“Fine Isola pedonale”: un passo indietro per Cacciotto. Gioveni propone un referendum

Isola pedonale1Che il colpo di spugna passato sull’isola pedonale avrebbe suscitato clamore, non c’erano dubbi. Diverse le reazioni di chi si è schierato a sostegno di un progetto che sembrava dovesse portare un po’ di civiltà a Messina, e di chi invece ha salutato con un sospriro di sollievo questo nuovo ordine.

«Cancellata l’isola pedonale dal Consiglio Comunale e istituita di fatto una piazza dalle dimensioni leggermente più grandi, mi chiedo adesso cosa ne sarà di tutto il piano di mobilità costruito in quasi un anno dall’ assessore alla Mobilità e Viabilità Gaetano Cacciola, al quale bisogna riconoscere sicuramente coraggio di scelte ed un netto distacco dall’operato passato». Queste le considerazioni del consigliere della Terza Circoscrizione, Alessandro Cacciotto, per il quale la fine dell’isola pedonale fa ripiombare Messina in uno stato a «assolutamente fuori dal tempo». Un passo indietro, dunque, per la città.

Ma con il mutare dell’isola pedonale mutano anche altre situazioni ad essa legate. A questo punto, Cacciotto si chiede «se sia giunto il momento di avere il coraggio di attribuire al parcheggio Zaera Sud (5.200 mq complessivi) un altro significato. Il parcheggio, inaugurato il 30 novembre 2013, nonostante mesi di utilizzo gratuito non è mai decollato ed era stato concepito come base logistica per raggiungere con il tram e gli atri mezzi pubblici il centro città e godere anche dell’isola pedonale. Bene – continua Cacciotto -, già quando il parcheggio era gratuito ed era vigente l’isola pedonale originaria, la struttura di Villa Dante era praticamente inutile, figuriamoci adesso».
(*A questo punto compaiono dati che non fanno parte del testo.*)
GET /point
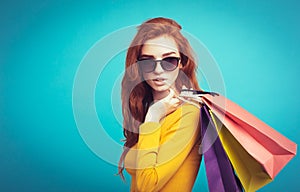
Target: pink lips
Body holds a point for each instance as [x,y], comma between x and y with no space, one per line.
[159,81]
La mancanza di mezzi di trasporto, il sevizio a singhiozzo del tram, la “soppressione” dell’isola pedonale, spingono il consigliere a rispolverare una proposta di alcuni mesi fa: trasformare una parte (il 50%) del parcheggio, 108 posti su 216, in garage pubblico, in modo tale da rendere utile la struttura e soprattutto per garantire ulteriori introiti a Palazzo Zanca. Bisognerà rivedere, inoltre, anche alcuni la distribuzione degli stalli blu a pagamento – aggiunge – «con l’introduzione di parcheggi a disco orario per fare respirare un po’ i cittadini dalla “tassa” del gratta e sosta legata ad una inefficienza assoluta del trasporto pubblico».

C’è anche chi come il consigliere Libero Gioveni propone di indire un referendum per individuare una possibile isola pedonale. Anche se «svilirebbe l’importante ruolo di rappresentanza che la cittadinanza ha voluto affidare democraticamente sia al Sindaco che al Consiglio Comunale prescelti» – dichiara Gioveni -, sarebbe comunque importante perché coinvolgerebbe la comunità in questa scelta importante. «Quando ci sono in gioco importanti provvedimenti per la collettività – spiega – come può esserlo, nella fattispecie, l’eventuale istituzione o individuazione di un’isola pedonale che sta suscitando tanto interesse e soprattutto divisioni, non si può non pensare di ricorrere a questa importante opportunità concessa dal nostro Statuto».

«E alla luce – prosegue – anche di quanto accaduto con il voto d’aula di martedì scorso che ha persino sviluppato in parecchi cittadini l’idea di avviare delle petizioni popolari che, però, senza il giusto “peso istituzionale” del Referendum previsto dallo Statuto rischierebbero di rimanere “cartastraccia”» chiede al Sindaco e al Presidente del Consiglio Comunale di riflettere su questa possibilità.